Karma merasa firasat buruk.

Isogai mendongak ke arah Koro-sensei, berusaha menyembunyikan wajah memerahnya. "Bagaimana reaksi Maehara-kun? Apakah dia malu – malu? Apakah dia menerima cintaku?"

"E—eh? Cinta? Isogai-kun? Maehara-kun?"

Tuh kan benar...

"... kau kirimkan ke siapa?" Entah perasaan Isogai dan Koro-sensei saja, atau memang si rambut merah itu sudah mengeluarkan aura iblis yang begitu pekat. Udara disekitarnya juga sangatlah amat pekat.

"Koro-sensei..." Isogai sedikit menjauhi Karma. Matanya memandang lurus Koro-sensei, meminta jawaban yang pasti.

"Hahahahaa... jangan marah ya, Karma-kun..." Koro-sensei refleks mengangkat tangannya seolah – olah ditodong senjata oleh penjahat. Untuk kasus ini, Karma lah yang penjahatnya.

"Pada siapa kau mengirim? Terus kau menulis dari siapa?!" Karma menggulang pertanyaan yang sama, dengan penekanan. Emosi si pemuda merah itu benar – benar sudah dibatas ubun – ubun. Kayaknya dia akan mencari korban untuk pelampiasannya.

Koro-sensei yakin, jawabannya sama sekali tidak akan menenangkan hati Karma; "... dari Karma untuk Asano."

Asano?

Ketua OSIS sinting yang sanggup membasmi setan (seperti Karma). Yang maso itu dan sering bikin Karma trauma.

Karma ingin terjun sekarang juga, sungguh.

―matilah sudah semua.

.

Surat cinta dari Karma.

Satu kalimat dari empat kata sukses membuat sang ketua OSIS sekaligus pewaris tunggal Asano corp itu terpaku. Mulutnya terbuka beberapa senti. Jari - jarinya memainkan rambut jingganya yang tadi sempat dipuji - puji Karma lewat surat cinta ini.

Karma bilang, dia adalah cahayanya.

Dia adalah seseorang yang menbuat Karma mencintai.

―Karma suka dengan Asano

Pipi Asano memerah. Dia sudah tidak bisa menyembunyikan lagi rona merahnya. Jantungnya berdegup kencang bukan main. Meski Asano sering mendapatkan surat cinta, tapi kalau dari Karma―lain cerita.

Apakah ini serangan balasan Karma agar mengalahkan Asano?

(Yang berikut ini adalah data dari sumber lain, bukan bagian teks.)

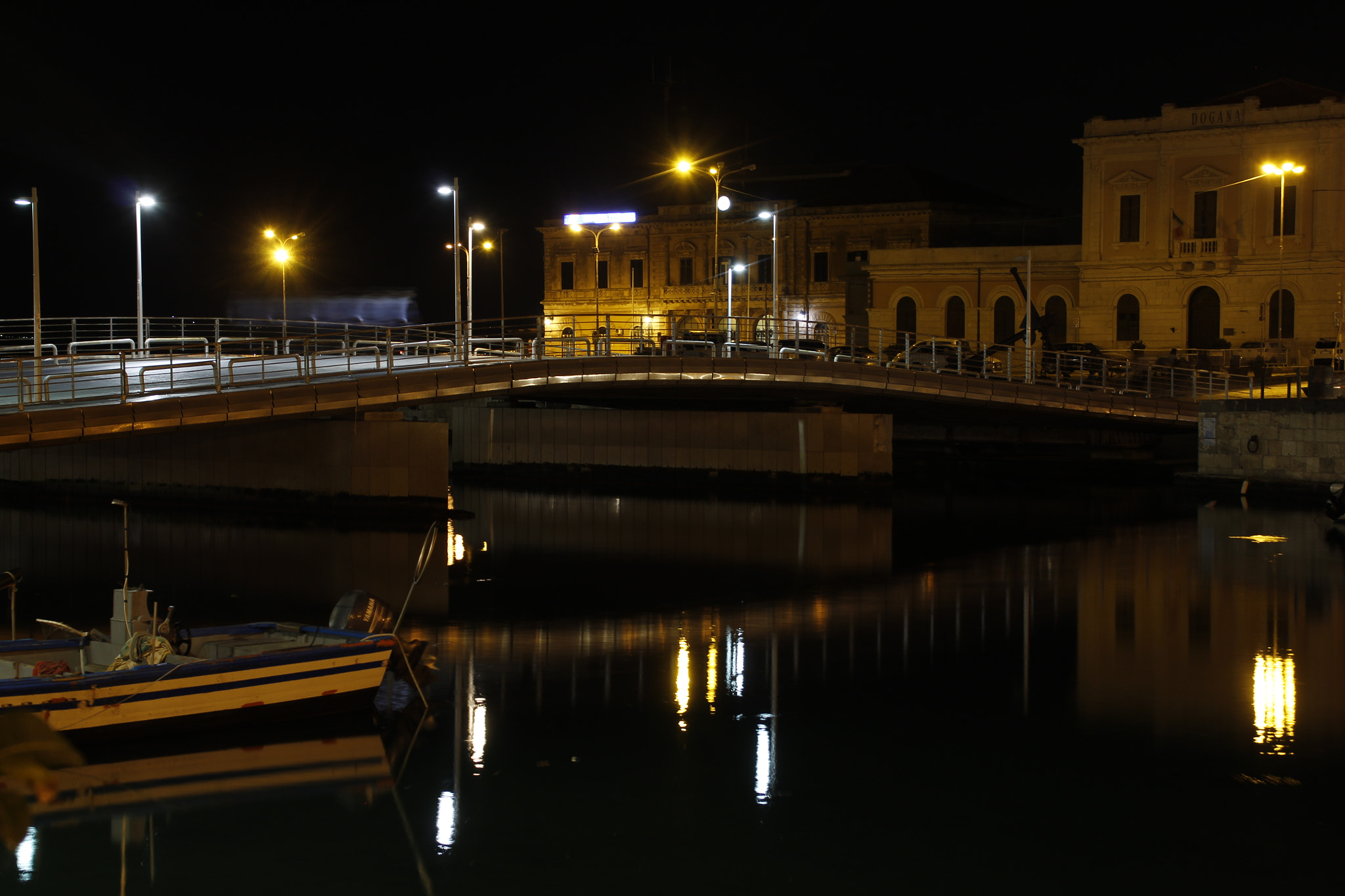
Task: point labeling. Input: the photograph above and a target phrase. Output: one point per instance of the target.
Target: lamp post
(458, 273)
(1279, 171)
(37, 278)
(282, 257)
(577, 228)
(775, 270)
(142, 202)
(721, 203)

Apakah Karma benar - benar mencintai Asano?

Kayaknya juga enggak mungkin...

"Tapi... kenapa jantungku berdegup kencang?"

.

.

.

―to be continued―

.

.

.

Yooo~ Aihara disini lagi~

Muehehehehe, entah napa lagi pengen bikin tentang cinta polos Isogai dan cinta absrud Karma. Maehara belum muncul sih, tapi tenang aja, dia bakal muncul kok ;D

Ah ya, disini Koro-senseinya bukan target pembunuhan, dia cuman guru biasa kok~ hohoho~ nanti bakal ai ceritain kenapa si Koro-sensei berubah jadi gurita XD

Cie - cie, ternyata Asano mulai suka ama Karma. Kasihan dirimu Karma, surat cinta Isogai untuk Maehara malah beralih ke Asano.